Elle se tait. Je regarde le fauteuil roulant. Je la regarde. Elle fait oui oui de la tête. Elle embraye :
– La loi vous épargne les douleurs liées à l’accident. Par contre vous allez vivre les suites, de l’intérieur. Je vais vous poser une attelle de jambe et un corset, que vous allez garder quatre mois, comme votre victime. Comme ça vous vous rendrez compte. Et encore, vous n’avez pas sept ans vous, vous n’avez pas besoin de courir toute la journée, ajoute-t-elle en me jetant un regard noir. Les dispositifs sont verrouillés, sauf entre dix-huit heures et dix-neuf heures, pour vous permettre de faire des exercices. Vous savez que les muscles fondent très vite dans un plâtre ?
– Oui, je me suis cassé le bras quand j’étais petit.
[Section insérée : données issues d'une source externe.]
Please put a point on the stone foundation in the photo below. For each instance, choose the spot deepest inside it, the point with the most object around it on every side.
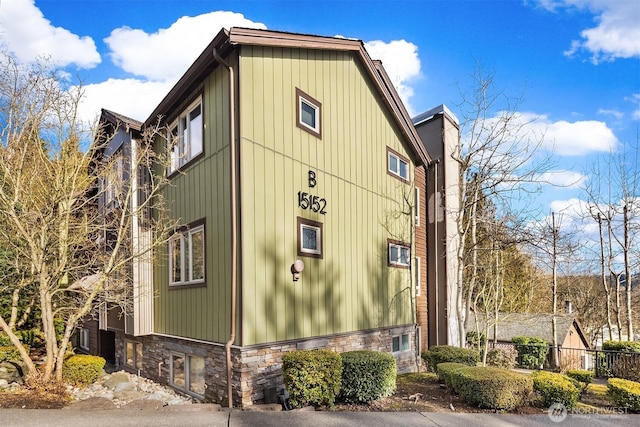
(257, 370)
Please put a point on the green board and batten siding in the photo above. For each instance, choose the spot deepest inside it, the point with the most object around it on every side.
(202, 192)
(351, 288)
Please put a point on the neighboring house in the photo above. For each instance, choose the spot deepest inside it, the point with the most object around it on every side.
(572, 340)
(300, 185)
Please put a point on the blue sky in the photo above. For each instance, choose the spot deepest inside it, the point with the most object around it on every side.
(576, 62)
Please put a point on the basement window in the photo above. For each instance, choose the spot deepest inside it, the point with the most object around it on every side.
(309, 238)
(187, 373)
(398, 254)
(400, 343)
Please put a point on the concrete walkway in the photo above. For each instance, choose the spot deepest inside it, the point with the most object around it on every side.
(236, 418)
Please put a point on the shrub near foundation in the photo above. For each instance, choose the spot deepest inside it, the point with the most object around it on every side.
(312, 377)
(82, 369)
(624, 393)
(446, 353)
(494, 388)
(367, 376)
(446, 370)
(556, 388)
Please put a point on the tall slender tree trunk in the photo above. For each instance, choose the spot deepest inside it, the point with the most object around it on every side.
(603, 276)
(554, 327)
(627, 271)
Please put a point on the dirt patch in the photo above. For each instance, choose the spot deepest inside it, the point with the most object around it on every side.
(30, 399)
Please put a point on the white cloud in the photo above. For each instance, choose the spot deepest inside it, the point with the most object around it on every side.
(617, 34)
(615, 113)
(166, 54)
(564, 178)
(577, 138)
(140, 100)
(27, 34)
(402, 64)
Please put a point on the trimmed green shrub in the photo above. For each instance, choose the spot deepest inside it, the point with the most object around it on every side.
(367, 376)
(446, 369)
(447, 353)
(625, 346)
(499, 358)
(582, 376)
(494, 388)
(532, 351)
(10, 353)
(82, 369)
(312, 377)
(624, 393)
(556, 388)
(627, 366)
(477, 340)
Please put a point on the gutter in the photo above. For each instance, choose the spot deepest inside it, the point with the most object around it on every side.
(234, 225)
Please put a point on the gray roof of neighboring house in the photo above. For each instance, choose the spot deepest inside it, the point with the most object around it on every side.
(530, 325)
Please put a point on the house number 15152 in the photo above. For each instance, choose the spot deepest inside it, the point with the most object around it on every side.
(315, 203)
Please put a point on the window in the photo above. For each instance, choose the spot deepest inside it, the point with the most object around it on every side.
(186, 256)
(400, 343)
(134, 354)
(417, 206)
(185, 139)
(187, 373)
(398, 254)
(84, 339)
(309, 238)
(308, 113)
(397, 165)
(416, 267)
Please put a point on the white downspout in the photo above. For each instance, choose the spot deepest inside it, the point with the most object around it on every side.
(234, 226)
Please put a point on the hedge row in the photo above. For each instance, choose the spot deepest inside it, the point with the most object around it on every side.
(494, 388)
(446, 353)
(624, 393)
(82, 369)
(487, 387)
(318, 377)
(556, 388)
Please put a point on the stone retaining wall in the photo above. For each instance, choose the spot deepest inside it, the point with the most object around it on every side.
(257, 370)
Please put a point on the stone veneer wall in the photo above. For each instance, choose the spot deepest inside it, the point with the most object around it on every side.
(257, 370)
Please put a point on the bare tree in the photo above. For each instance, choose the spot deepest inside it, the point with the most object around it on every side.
(50, 174)
(498, 160)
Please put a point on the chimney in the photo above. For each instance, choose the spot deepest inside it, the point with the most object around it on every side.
(567, 306)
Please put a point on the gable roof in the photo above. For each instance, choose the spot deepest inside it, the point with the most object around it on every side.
(226, 40)
(532, 325)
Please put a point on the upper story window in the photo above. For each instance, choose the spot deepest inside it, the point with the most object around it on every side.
(185, 137)
(397, 165)
(186, 257)
(399, 254)
(308, 113)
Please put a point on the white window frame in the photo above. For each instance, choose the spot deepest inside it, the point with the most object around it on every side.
(403, 343)
(83, 339)
(417, 206)
(187, 373)
(304, 99)
(185, 141)
(306, 224)
(399, 160)
(400, 248)
(184, 241)
(416, 267)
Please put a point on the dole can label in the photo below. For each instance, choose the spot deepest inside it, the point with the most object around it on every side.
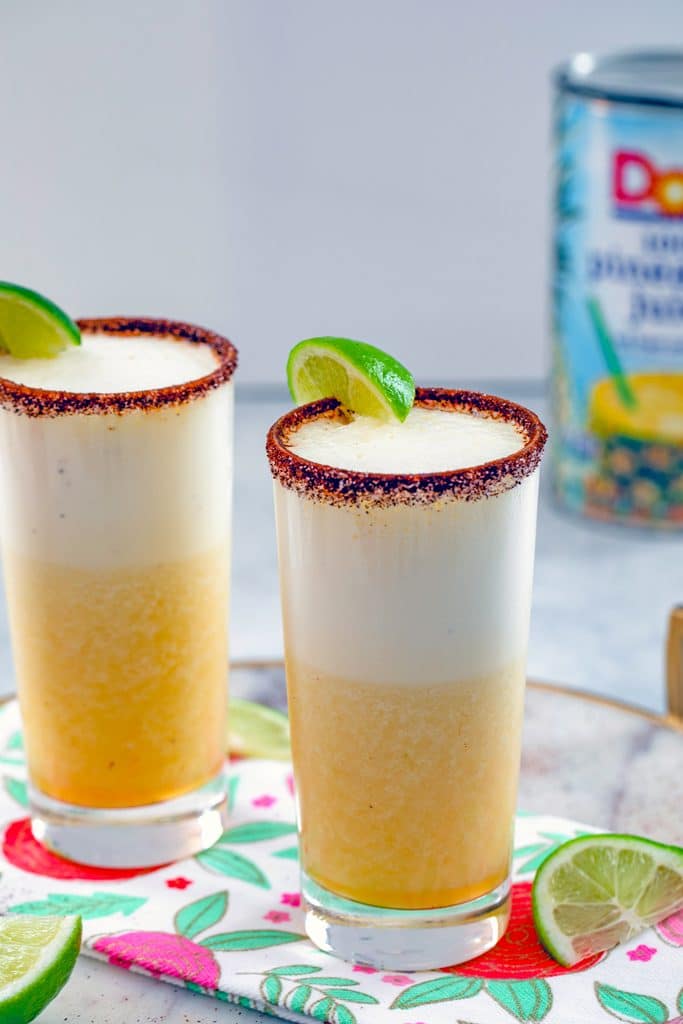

– Bon. Donc on vous conseille fortement de vous bouger pendant cette heure de liberté. Si vous ne le faites pas, vous serez obligé de faire de la rééducation après la fin de la période d’empathie et ça sera à vos frais. C’est clair ?
– Oui.
– Voilà le lien vers les tutos de renforcement musculaire. Si vous avez des crampes ou des douleurs, rappelez-nous. Si vous avez des démangeaisons, débrouillez-vous. Vous avez des questions ?
– Euh, c’est sans risque, je ne vais pas rester handicapé ?
– Vous êtes déjà dans le rôle, c’est bien : figurez-vous que c’est la première question qu’a posée le père de la petite fille. Non, c’est sans risque. C’est une décision de justice, c’est pas œil pour œil, dent pour dent. Autre chose ?
– Non.
– Un avertissement : si vous essayez de forcer les dispositifs, ça déclenchera un message sonore qui expliquera très fort toutes les dix minutes pourquoi vous les portez. Je vous déconseille, parfois les gens autour réagissent mal.
– Ah.
Une demi-heure après, je suis très en empathie quand, raide comme un playmobil, je fais butter le fauteuil trois fois dans le montant de la porte en essayant de repasser dans le hall d’entrée. Je sens son air satisfait dans mon dos. Heureusement la porte extérieure est automatique. Elle demande :
– Vous avez prévu de rentrer comment ?
– Euh, en bus.
– C’est mieux qu’à vélo, mais ça ne va pas être facile. Allez, soyez prudent sur la route, finit-elle en riant.
Ancrage dans le monde actuel :
Les équipements de simulation de la vieillesse et du handicap, utilisés en particulier pour la formation dans le secteur médical
Le mot grossophobie est entré dans les dictionnaires depuis quelques années, mais désormais on parle aussi d’âgisme, de handiphobie etc. (Wikipédia, Wiktionnaire)
Peines avec sursis, travaux d’intérêt général, mesures éducatives… il y a différentes peines de substitution à la prison (Vie publique), auxquelles on peut ajouter le stage pour récupérer son permis et, de façon plus rétro, l’humiliation.
Photo de Ferdinand Stöhr sur Unsplash
Bonjour Martin, ça ressemble un peu à la justice réparatrice ou « restaurative », le lien entre auteur et victime en moins.